Part Number: ADC12DJ5200RFEVM

Tool/software:

Hi all,

I am currently using the mentioned ADC together with a VCU118 FPGA to develop a quantum random number generator. Part of this is measuring the voltage of two photodiodes and creating a histogram. To be more specific, values are taken from both of the ADC channels and then the values are used as position in a 2D array, where the value at that position gets incremented by one, essentially forming a histogram.

With the current experimental set up, I am expecting to see a Gaussian, which is what I see, however, I am also seeing some lines forming both horizontally and vertically. The lines seem to be roughly spaced by values of 16, which corresponds to 4 bits and as I saw in the datasheet, the ENOB of the ADC is approximately 8 bits.

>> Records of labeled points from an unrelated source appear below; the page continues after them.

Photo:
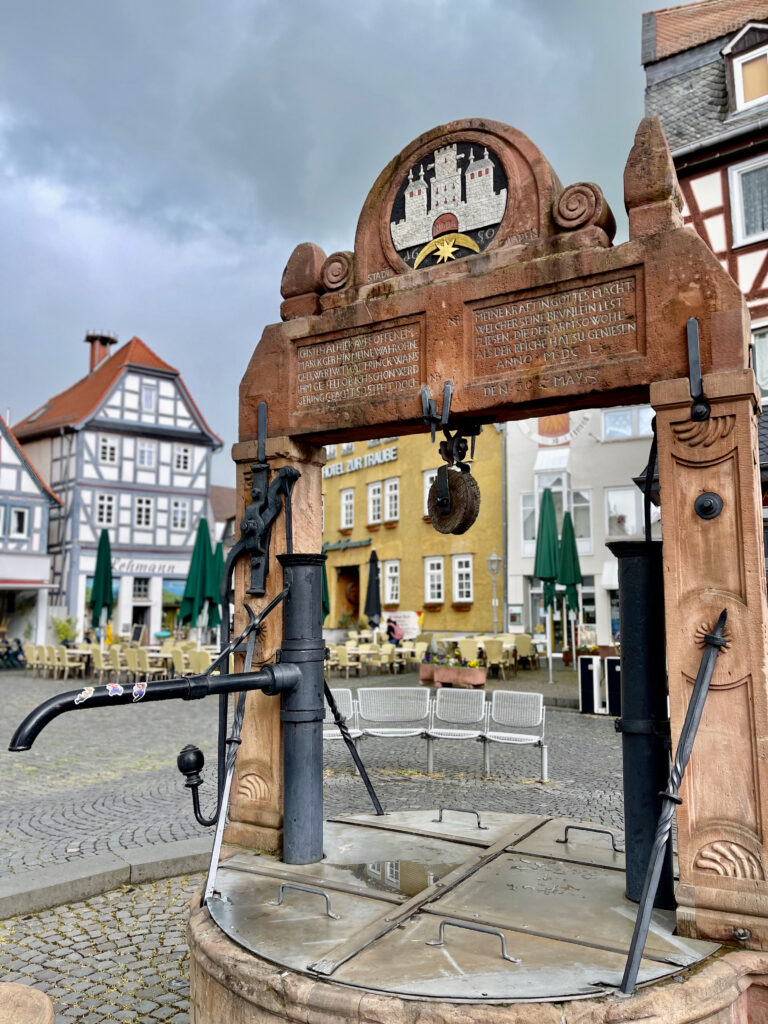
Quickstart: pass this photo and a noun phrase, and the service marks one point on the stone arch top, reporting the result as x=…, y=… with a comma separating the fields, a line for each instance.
x=498, y=280
x=526, y=188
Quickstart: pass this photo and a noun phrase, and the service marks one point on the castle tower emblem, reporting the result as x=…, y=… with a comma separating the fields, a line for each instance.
x=449, y=206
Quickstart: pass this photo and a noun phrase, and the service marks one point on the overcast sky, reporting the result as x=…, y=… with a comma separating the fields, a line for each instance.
x=161, y=160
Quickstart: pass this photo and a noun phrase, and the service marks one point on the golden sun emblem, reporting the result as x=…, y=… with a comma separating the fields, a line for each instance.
x=445, y=247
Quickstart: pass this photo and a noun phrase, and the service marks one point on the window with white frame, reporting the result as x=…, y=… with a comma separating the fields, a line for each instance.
x=182, y=459
x=346, y=498
x=179, y=514
x=462, y=572
x=392, y=499
x=433, y=581
x=581, y=504
x=143, y=512
x=148, y=397
x=104, y=510
x=429, y=475
x=145, y=454
x=621, y=424
x=374, y=503
x=108, y=450
x=392, y=581
x=19, y=522
x=527, y=524
x=751, y=78
x=749, y=190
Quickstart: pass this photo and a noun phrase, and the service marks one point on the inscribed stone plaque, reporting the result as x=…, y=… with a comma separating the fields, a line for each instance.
x=558, y=338
x=376, y=364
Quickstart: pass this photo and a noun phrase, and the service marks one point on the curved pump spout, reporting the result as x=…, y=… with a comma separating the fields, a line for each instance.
x=272, y=679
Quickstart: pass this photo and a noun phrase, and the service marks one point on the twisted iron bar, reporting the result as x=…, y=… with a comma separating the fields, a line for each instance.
x=714, y=641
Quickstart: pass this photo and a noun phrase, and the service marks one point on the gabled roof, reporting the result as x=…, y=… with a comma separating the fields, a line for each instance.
x=679, y=29
x=75, y=406
x=24, y=459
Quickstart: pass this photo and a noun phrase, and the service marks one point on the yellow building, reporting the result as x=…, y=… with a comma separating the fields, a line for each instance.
x=375, y=497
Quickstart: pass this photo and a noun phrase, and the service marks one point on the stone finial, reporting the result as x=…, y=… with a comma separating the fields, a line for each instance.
x=584, y=205
x=302, y=282
x=651, y=193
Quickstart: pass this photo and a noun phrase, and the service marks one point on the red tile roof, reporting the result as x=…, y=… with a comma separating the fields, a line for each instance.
x=681, y=29
x=25, y=458
x=79, y=402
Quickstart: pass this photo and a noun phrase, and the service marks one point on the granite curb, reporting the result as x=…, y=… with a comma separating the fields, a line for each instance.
x=29, y=892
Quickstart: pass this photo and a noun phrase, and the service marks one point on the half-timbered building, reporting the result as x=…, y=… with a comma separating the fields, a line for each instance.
x=127, y=450
x=26, y=504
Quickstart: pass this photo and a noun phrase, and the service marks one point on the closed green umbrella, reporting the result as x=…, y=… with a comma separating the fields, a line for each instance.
x=546, y=562
x=569, y=574
x=199, y=587
x=101, y=592
x=217, y=570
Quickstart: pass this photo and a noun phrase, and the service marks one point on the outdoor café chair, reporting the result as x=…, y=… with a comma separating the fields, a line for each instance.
x=393, y=712
x=514, y=711
x=455, y=708
x=348, y=709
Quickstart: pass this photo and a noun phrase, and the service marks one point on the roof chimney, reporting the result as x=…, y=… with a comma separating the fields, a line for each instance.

Could this be due to ENOB? I also took the same ADC values, right shifted them by 4 and then plotted the same histogram, at which point the Gaussian looked fine, without any lines.

I have checked the transport layer, the data I am receiving looks to be fine without any discontinuities. I am transferring data from the FPGA to the PC over PCIe. The only discontinuities I see in the received signal are caused by PCIe implementation on the FPGA not being completely continuous, however, that should not impact the histogram in any meaningful way. I have also taken a look at the same histogram plot with the ADC connected to sine wave generators, they also showed the same patterned lines.

Please let me know whether this is just an intrinsic quality to the ADC or whether I am doing something wrong. I have attached a picture of the histogram (and a zoomed version) to show the lines. Thank you for the help!

  • Hello Marius,

    Can you just confirm something for me about your plots, I am assuming that if the color is brighter it means that the specific point is getting sampled more often correct?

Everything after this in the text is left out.